The particular clause in the will of Sarah B. Horton to be construed is as follows: “All the rest and residue of my property and estate, both real and personal, wherever and whatever the same may be, I give, devise, and bequeath to Hiram Horton *450and Nathaniel B. Horton, to be equally divided between them, share and share alike to them and their heirs and assigns.” Hiram Horton died before the testatrix, and he was the brother of the deceased husband of the testatrix, but not otherwise any relation of the testatrix. He was not, therefore, a relation of the testatrix within the meaning of Pub. Sts. c. 127, § 23. Kimball v. Story, 108 Mass. 382.

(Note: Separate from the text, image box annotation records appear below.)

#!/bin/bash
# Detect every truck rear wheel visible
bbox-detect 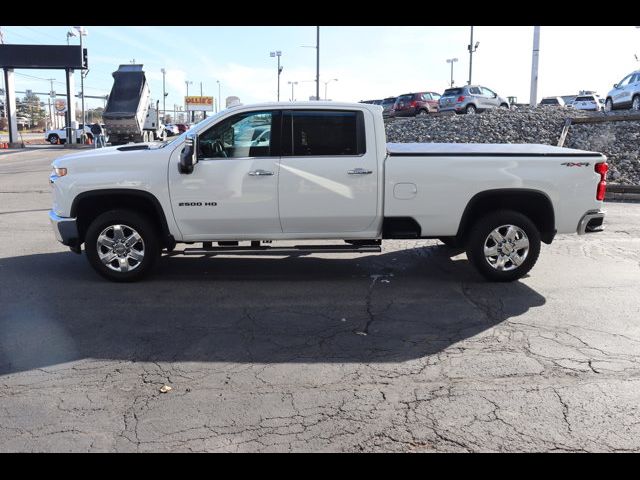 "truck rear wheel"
[466,210,540,282]
[85,210,160,282]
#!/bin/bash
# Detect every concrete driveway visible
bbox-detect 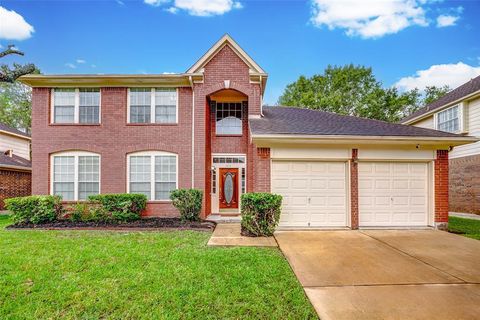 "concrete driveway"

This residuary legacy is not to a class, but to two persons by name, and the effect of it is that one half of the residue is given to one person by name, and one half to the other. Workman v. Workman, 2 Allen, 472. Claflin v. Tilton, 141 Mass. 343. The addition of the words “ and their heirs and assigns,” only shows that the whole property in the residue was given absolutely, or so far as it was real property that it was given in fee, if the testatrix owned a fee. Hiram Horton having died before the testatrix, the legacy to him lapsed. Kimball v. Story, 108 Mass. 382. Wood v. Seaver, 158 Mass. 411. Bryson v. Holbrook, 159 Mass. 280. Decree affirmed.